Well, if you don't care about the timebase setting then that means you can set it to whatever setting gets you the maximum amount of time on the screen while retaining the scope's full sample rate (or to capture however much time you like), right? This means that, for these use cases at least, the Siglent approach will work just fine for you. What, then, is the problem?
The deep memory simply makes sure there is always enough data. I make a measurement and twist the time/div knob until there is a visible signal. Then I use a measurement and / or cursors to tell me what I want to know. There is zero mental calculation and zero preparation.
OK, but you have to set the timebase to
something. How do you set it on your scope so as to get the maximum capture depth while also retaining the sample rate you want?
On the Siglent, this is directly visible, especially on the 2k+ and up. The little timebase box at the bottom of the screen shows the sample rate, the memory depth, and the timebase. This makes it trivial to set the scope up to capture into the entirety of available memory while retaining the maximum sample rate.
For the scopes you use, does it
always capture into
all available memory irrespective of your timebase? My Instek does, except that I have to always define the amount of available memory (in points), and if I define it to be less than the amount the scope has, then it will simply leave the rest unused, while the Siglent will use the remainder for remembering prior captures.
But we have been around this before. It is like the eternal discussion about automatic / stick shift in cars. The thing is a good DSO offers both so everyone can be happy.
I completely agree, and I'm happy that Siglent has seen the light on this. But how many offer
both "what you see is all you get"
and "a capture always uses all the available memory", selectable by the user?
Again: suggesting to use the zoom window is just stupid. Especially on the lower end scopes, the zoom window takes away a significant portation of the already small screen. It doesn't help improve the useability especially if you have a bunch of traces and protocol decoding enabled.
That's true on the lower end scopes. The higher end scopes have enough real estate and resolution that zoom mode is very functional, even with protocol decoding and multiple traces. If you're stopping the scope (either because you used single capture or because you manually stopped the scope), then you can use the full screen to move around and zoom in and out within the capture as you please.

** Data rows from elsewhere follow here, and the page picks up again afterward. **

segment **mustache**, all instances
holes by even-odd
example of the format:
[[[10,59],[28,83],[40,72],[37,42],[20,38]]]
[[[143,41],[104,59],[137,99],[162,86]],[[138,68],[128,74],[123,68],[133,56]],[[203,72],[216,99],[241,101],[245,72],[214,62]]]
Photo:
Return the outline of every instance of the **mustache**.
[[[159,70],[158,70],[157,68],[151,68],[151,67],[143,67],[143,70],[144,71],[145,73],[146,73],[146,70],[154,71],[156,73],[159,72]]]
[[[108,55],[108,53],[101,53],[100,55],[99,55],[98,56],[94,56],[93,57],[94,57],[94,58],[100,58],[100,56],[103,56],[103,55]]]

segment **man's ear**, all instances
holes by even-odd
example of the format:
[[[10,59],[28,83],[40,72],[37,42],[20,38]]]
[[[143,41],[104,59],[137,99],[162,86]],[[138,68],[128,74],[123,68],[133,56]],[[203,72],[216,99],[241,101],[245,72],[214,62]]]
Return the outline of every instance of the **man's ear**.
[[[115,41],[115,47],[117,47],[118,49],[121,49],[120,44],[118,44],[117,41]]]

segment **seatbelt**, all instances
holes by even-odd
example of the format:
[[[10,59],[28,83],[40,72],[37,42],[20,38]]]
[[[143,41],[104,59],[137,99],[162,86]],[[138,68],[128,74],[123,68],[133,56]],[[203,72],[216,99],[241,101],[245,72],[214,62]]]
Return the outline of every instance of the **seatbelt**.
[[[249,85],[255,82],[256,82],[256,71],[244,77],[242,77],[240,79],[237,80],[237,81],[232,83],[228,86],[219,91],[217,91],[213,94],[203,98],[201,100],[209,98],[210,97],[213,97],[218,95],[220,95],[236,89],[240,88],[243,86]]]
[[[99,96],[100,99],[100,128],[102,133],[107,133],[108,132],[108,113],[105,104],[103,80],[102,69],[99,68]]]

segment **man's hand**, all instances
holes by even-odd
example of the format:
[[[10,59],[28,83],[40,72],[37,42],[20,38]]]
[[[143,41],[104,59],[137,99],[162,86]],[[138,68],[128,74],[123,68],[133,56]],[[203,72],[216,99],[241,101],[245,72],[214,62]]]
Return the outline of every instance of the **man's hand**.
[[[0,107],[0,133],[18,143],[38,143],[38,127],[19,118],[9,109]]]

I will say this: for single capture mode, it really should use all the available memory
always. This is because the history buys you nothing, since each time you press the "single" button it'll clear the history, so the scope may as well use all the memory for the one capture you're performing. This is the one exception that Siglent should have made to the "what you see is all you get" behavior from the start. Either that, or it should remember prior captures as long as the capture parameters (timebase, trigger settings, etc.) remain the same.